You can validate that a particular string is a valid URI and require
independent components::

    from rfc3986 import is_valid_uri

    assert is_valid_uri('http://localhost:8774/v2/resource',
                        require_scheme=True,
                        require_authority=True,
                        require_path=True)

    # Assert that a mailto URI is invalid if you require an authority
    # component
    assert is_valid_uri('mailto:user@example.com', require_authority=True) is False

If you have an instance of a ``URIReference``, you can pass the same arguments
to ``URIReference#is_valid``, e.g.,

.. code::

    from rfc3986 import uri_reference

    http = uri_reference('http://localhost:8774/v2/resource')
    assert uri.is_valid(require_scheme=True,
                        require_authority=True,
                        require_path=True)

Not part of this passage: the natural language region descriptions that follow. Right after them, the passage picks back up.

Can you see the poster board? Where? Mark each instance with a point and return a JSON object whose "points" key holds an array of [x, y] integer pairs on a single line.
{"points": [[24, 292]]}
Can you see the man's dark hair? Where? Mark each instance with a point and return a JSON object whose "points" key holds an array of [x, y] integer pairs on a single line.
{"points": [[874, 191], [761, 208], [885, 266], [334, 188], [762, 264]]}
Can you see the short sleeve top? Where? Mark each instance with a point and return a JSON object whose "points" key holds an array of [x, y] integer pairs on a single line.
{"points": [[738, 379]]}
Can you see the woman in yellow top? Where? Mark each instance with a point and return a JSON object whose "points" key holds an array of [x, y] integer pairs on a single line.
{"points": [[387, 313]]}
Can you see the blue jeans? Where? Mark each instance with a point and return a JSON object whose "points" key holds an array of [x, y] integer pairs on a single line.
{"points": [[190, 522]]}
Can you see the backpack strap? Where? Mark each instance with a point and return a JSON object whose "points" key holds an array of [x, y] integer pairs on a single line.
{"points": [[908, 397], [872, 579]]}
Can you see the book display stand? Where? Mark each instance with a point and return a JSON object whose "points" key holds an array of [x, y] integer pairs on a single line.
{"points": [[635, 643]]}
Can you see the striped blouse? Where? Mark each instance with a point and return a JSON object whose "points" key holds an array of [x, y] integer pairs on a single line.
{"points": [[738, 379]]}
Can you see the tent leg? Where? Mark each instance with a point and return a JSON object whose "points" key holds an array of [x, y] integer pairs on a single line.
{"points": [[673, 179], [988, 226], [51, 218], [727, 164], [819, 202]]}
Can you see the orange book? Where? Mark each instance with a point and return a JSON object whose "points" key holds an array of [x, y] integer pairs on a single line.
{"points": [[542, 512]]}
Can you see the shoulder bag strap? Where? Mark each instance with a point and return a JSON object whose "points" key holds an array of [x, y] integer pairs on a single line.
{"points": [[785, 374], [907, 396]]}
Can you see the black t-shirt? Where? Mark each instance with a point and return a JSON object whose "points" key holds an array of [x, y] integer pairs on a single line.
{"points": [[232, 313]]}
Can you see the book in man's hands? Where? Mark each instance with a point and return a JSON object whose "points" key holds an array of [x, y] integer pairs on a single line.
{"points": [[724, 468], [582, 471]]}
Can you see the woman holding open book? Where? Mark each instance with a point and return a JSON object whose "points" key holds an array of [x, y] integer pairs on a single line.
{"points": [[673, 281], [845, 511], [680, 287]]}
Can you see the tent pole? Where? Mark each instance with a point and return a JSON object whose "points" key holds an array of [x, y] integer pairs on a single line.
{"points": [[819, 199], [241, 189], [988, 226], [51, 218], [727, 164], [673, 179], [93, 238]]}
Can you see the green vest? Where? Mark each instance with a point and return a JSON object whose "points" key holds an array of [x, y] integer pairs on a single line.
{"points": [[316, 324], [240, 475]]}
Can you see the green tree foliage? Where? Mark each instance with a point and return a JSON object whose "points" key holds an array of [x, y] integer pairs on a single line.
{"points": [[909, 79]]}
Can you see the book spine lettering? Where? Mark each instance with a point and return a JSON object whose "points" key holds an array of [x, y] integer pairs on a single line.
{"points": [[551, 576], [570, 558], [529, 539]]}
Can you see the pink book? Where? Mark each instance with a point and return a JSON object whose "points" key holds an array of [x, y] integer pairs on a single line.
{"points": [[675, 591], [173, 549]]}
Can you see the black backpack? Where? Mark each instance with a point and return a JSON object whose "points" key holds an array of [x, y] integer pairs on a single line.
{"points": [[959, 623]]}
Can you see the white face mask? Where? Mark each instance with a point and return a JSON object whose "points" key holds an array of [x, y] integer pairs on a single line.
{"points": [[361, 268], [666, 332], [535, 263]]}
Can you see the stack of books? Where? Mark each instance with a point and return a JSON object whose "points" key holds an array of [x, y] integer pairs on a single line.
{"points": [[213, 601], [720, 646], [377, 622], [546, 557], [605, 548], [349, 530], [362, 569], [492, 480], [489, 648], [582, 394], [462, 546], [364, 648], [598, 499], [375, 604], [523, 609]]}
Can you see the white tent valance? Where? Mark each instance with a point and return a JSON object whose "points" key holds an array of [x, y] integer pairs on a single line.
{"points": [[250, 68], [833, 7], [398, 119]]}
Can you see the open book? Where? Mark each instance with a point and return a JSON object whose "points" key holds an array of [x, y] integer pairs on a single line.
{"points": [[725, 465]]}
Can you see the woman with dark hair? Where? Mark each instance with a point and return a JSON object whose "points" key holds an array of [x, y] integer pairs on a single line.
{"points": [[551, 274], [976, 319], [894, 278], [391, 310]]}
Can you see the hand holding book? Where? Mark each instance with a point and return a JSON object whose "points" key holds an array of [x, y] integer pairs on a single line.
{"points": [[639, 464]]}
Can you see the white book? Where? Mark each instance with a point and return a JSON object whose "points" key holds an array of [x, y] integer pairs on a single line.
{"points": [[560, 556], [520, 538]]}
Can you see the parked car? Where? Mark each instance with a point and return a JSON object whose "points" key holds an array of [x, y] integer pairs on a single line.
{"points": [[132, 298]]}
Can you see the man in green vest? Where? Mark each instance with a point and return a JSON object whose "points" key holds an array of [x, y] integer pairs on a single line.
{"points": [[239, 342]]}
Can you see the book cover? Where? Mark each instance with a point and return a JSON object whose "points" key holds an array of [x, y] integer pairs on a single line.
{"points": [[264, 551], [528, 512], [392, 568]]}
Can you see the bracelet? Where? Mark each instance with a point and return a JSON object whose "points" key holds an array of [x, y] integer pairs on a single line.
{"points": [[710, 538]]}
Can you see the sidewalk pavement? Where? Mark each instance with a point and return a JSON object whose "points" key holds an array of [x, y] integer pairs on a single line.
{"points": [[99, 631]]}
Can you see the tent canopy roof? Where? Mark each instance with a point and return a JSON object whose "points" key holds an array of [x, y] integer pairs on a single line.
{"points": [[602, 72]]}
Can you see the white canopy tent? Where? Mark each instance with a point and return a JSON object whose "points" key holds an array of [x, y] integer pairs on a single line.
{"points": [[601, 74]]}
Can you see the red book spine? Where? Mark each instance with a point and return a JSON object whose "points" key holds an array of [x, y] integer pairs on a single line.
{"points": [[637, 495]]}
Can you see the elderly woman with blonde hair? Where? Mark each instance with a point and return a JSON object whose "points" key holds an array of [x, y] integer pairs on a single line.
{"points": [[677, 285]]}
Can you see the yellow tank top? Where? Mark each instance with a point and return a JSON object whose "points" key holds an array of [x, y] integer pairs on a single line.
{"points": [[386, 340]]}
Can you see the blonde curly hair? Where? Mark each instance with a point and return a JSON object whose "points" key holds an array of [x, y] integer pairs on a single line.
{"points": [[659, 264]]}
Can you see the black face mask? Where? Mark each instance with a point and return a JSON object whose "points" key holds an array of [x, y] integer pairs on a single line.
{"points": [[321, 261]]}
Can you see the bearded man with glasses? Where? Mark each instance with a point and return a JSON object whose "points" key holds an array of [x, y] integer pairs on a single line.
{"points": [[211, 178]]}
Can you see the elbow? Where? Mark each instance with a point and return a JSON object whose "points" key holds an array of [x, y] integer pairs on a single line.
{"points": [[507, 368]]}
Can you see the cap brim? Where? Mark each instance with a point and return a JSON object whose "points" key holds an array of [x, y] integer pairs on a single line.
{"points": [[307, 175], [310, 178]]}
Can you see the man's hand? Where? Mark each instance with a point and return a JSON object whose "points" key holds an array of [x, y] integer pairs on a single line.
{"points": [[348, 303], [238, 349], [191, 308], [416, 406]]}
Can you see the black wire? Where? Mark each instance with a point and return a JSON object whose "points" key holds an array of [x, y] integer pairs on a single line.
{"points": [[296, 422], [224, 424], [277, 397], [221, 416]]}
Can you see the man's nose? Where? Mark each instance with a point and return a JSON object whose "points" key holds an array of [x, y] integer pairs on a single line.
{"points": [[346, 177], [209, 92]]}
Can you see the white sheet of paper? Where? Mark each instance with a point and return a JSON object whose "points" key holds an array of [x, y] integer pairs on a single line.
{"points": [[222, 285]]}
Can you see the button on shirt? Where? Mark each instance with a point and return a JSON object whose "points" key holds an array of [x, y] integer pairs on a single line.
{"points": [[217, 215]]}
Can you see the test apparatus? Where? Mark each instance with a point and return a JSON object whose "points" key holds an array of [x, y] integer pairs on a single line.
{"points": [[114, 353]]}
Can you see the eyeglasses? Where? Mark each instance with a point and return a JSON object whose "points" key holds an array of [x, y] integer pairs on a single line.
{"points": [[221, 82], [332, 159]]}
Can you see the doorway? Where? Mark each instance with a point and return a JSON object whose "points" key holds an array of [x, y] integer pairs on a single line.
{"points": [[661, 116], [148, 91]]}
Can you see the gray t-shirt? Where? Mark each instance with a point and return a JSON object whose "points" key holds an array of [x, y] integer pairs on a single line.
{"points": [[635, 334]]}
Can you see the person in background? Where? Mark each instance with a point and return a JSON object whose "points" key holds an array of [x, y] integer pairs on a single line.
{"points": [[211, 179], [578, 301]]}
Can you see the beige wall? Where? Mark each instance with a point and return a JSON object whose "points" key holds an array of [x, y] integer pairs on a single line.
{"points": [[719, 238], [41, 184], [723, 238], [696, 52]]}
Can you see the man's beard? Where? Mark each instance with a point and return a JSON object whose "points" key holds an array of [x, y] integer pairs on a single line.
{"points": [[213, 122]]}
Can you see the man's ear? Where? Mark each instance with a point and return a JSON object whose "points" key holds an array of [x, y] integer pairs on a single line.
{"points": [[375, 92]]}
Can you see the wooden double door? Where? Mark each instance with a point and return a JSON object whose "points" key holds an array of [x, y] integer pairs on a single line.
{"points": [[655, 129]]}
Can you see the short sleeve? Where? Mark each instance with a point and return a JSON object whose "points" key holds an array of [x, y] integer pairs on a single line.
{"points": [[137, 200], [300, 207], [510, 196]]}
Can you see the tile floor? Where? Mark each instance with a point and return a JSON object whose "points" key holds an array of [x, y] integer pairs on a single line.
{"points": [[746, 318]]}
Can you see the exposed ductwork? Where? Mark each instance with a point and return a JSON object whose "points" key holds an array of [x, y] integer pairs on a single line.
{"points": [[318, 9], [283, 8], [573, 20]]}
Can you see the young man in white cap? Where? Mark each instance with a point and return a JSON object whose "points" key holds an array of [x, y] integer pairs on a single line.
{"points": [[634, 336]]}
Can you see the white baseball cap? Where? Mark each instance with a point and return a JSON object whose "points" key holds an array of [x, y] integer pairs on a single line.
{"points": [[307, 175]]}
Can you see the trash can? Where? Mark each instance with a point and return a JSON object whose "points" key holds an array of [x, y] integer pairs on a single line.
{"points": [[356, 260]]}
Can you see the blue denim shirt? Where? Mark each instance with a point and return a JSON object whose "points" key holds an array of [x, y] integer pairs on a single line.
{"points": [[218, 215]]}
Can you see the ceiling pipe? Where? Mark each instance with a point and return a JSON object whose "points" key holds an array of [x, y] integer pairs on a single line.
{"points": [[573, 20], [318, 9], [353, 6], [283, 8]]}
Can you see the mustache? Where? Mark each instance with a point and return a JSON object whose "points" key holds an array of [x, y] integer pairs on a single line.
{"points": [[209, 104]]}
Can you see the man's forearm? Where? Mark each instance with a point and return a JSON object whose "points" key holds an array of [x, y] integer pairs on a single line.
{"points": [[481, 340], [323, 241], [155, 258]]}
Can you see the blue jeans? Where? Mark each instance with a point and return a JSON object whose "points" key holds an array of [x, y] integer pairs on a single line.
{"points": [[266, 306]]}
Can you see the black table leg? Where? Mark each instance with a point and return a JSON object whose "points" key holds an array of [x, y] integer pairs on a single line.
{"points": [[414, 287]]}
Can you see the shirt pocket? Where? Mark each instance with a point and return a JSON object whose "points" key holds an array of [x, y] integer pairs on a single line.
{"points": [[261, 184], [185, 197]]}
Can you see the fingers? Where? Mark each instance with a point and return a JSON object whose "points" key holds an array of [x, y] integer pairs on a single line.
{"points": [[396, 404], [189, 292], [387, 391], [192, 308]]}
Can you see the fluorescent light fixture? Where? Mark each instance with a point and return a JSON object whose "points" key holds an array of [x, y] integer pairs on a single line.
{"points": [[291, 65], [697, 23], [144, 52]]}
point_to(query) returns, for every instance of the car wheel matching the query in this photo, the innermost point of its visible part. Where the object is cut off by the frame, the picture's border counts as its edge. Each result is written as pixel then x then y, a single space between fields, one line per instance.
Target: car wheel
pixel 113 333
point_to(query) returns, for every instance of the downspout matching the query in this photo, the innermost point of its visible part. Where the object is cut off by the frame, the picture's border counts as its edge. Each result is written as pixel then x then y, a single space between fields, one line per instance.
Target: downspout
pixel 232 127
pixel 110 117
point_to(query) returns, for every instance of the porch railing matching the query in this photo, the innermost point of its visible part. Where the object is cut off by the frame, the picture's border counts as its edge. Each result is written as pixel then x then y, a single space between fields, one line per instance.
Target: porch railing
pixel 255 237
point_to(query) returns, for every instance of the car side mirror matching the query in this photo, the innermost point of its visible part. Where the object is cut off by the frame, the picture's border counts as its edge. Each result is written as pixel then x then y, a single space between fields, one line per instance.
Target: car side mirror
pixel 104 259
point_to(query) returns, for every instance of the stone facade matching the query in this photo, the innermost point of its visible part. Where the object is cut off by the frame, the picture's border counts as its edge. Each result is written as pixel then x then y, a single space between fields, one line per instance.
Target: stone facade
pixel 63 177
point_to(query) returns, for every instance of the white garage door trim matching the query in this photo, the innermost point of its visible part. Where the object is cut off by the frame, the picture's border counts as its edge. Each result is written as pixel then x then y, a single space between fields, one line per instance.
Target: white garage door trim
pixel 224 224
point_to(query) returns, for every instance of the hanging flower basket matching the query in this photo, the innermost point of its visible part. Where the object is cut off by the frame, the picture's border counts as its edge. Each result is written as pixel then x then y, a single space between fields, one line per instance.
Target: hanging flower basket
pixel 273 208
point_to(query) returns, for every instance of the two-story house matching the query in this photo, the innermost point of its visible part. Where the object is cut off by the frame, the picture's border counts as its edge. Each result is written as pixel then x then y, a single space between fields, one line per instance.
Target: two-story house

    # Assert that a mailto URI is invalid if you require an authority
    # component
    mailto = uri_reference('mailto:user@example.com')
    assert uri.is_valid(require_authority=True) is False

Alternatives
------------

- `rfc3987 <https://pypi.python.org/pypi/rfc3987/1.3.4>`_

  This is a direct competitor to this library, with extra features,
  licensed under the GPL.

- `uritools <https://pypi.python.org/pypi/uritools/0.5.1>`_

  This can parse URIs in the manner of RFC 3986 but provides no validation and
  only recently added Python 3 support.

- Standard library's `urlparse`/`urllib.parse`

  The functions in these libraries can only split a URI (valid or not) and
  provide no validation.

Contributing
------------

This project follows and enforces the Python Software Foundation's `Code of
Conduct <https://www.python.org/psf/codeofconduct/>`_.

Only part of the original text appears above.